Since the sensor is installed before the intake of refrigerant, it detects a temperature difference that is larger than the actual degree of superheating when the amount of refrigerant circulation is small, and detects a temperature difference that is smaller than the actual degree of superheating when the amount of refrigerant circulation is large. It will be detected. Therefore, the refrigerant circulation amount control of the expansion valve 11 can provide a faster response than simple superheat degree control. Furthermore, these effects can be achieved by using the present invention because when a conventional temperature/pressure expansion valve (not shown) is used, the vapor pressure in the evaporator and the refrigerant pressure in the temperature-sensitive tube (not shown) are different. It is not possible to control the amount of refrigerant circulation as finely as possible.

Furthermore, when applying the main configuration of the present invention to a gas injection type air-conditioning system as shown in FIG.
Since the liquid density of is larger than that of R22 single refrigerant,
It is effective to throttle and control the supercooled liquid at the outlet of the indoor heat exchanger 3, which functions as a condenser, and it is preferable that the expansion valve 11 be placed upstream of the gas-liquid separator 8.

Although the mode of operation during cooling operation was not specifically explained in the explanation of this embodiment, the expansion valve 11 is of a reversible type, and a bypass port (not shown) is provided inside the expansion valve 11. In particular, when using a mixed refrigerant, the suitable throttle opening is much smaller during cooling operation than during heating operation, so by configuring the diameter of the bypass port to suit cooling operation, can also be adequately addressed.

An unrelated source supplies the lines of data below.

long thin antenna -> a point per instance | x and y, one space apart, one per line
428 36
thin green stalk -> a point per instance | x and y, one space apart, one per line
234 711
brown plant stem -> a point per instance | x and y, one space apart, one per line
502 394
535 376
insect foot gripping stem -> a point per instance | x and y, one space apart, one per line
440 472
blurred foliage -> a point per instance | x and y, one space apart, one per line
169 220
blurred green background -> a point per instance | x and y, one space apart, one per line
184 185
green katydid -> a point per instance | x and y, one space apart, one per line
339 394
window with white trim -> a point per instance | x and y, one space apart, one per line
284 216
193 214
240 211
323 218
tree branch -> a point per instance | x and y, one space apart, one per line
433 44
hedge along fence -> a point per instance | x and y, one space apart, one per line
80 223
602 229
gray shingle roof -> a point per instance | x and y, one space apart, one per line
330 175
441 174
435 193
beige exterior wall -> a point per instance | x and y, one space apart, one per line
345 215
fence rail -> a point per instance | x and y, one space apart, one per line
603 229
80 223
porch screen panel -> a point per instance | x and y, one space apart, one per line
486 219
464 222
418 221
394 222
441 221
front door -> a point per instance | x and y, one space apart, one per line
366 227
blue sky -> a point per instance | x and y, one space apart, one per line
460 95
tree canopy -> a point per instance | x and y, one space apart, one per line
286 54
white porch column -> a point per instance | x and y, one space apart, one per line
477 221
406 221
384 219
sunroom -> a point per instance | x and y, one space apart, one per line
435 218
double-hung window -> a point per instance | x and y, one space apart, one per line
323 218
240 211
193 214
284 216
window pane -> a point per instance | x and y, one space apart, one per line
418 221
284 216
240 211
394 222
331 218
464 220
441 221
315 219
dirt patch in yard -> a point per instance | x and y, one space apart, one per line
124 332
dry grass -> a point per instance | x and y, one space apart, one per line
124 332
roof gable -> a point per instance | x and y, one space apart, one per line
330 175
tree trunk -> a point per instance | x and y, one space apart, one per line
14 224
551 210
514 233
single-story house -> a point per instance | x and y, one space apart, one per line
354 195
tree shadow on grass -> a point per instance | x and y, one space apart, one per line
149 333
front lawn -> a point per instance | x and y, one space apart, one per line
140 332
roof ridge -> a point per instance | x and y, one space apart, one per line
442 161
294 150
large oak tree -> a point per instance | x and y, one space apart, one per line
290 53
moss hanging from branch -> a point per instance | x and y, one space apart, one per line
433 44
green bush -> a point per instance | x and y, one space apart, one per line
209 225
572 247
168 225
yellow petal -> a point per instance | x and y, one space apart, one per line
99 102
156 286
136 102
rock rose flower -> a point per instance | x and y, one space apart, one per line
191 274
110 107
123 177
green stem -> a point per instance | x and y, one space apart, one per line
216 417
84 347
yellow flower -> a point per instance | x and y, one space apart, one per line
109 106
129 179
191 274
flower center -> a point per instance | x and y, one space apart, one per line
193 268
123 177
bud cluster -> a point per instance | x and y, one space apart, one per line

Effects of the Invention The heat pump device according to the present invention specifically proposes a refrigerant circulation rate control configuration for a refrigeration cycle using a non-azeotropic mixed refrigerant, which has not been seen before. Allows for fine-grained control that cannot be achieved with expansion valves.

■ Fast control response.

(2) In a gas injection heating and cooling system, it is particularly suitable for non-azeotropic mixed refrigerants to place an expansion valve upstream of the gas-liquid separator.

It has the following effects.

[Brief explanation of drawings]

FIG. 1 is a block diagram showing an embodiment in which a heat pump device according to the present invention is applied as an air-conditioning device, and FIG. 2 is a diagram particularly illustrating the mode of operation during heating operation in FIG. 1. , 1...Compressor, 3...Indoor heat exchanger (condenser), 4...Outdoor heat exchanger (evaporator), 8...
・Gas-liquid separator, 1o...injection circuit, 11
...Expansion valve, 12.13...Temperature detector.

Claims (1)

[Claims] A non-azeotropic mixed refrigerant is sealed in a refrigeration cycle in which a compressor, a condenser, an expansion valve, an evaporator, etc. are connected, and a first temperature detector detects when the evaporator is open from the inlet to the outlet; A heat pump device is provided with a second temperature detector that detects the temperature between the chamber outlet and just before suction into the compressor, and the expansion valve controls the refrigerant circulation amount based on the temperature difference between the two temperature detectors.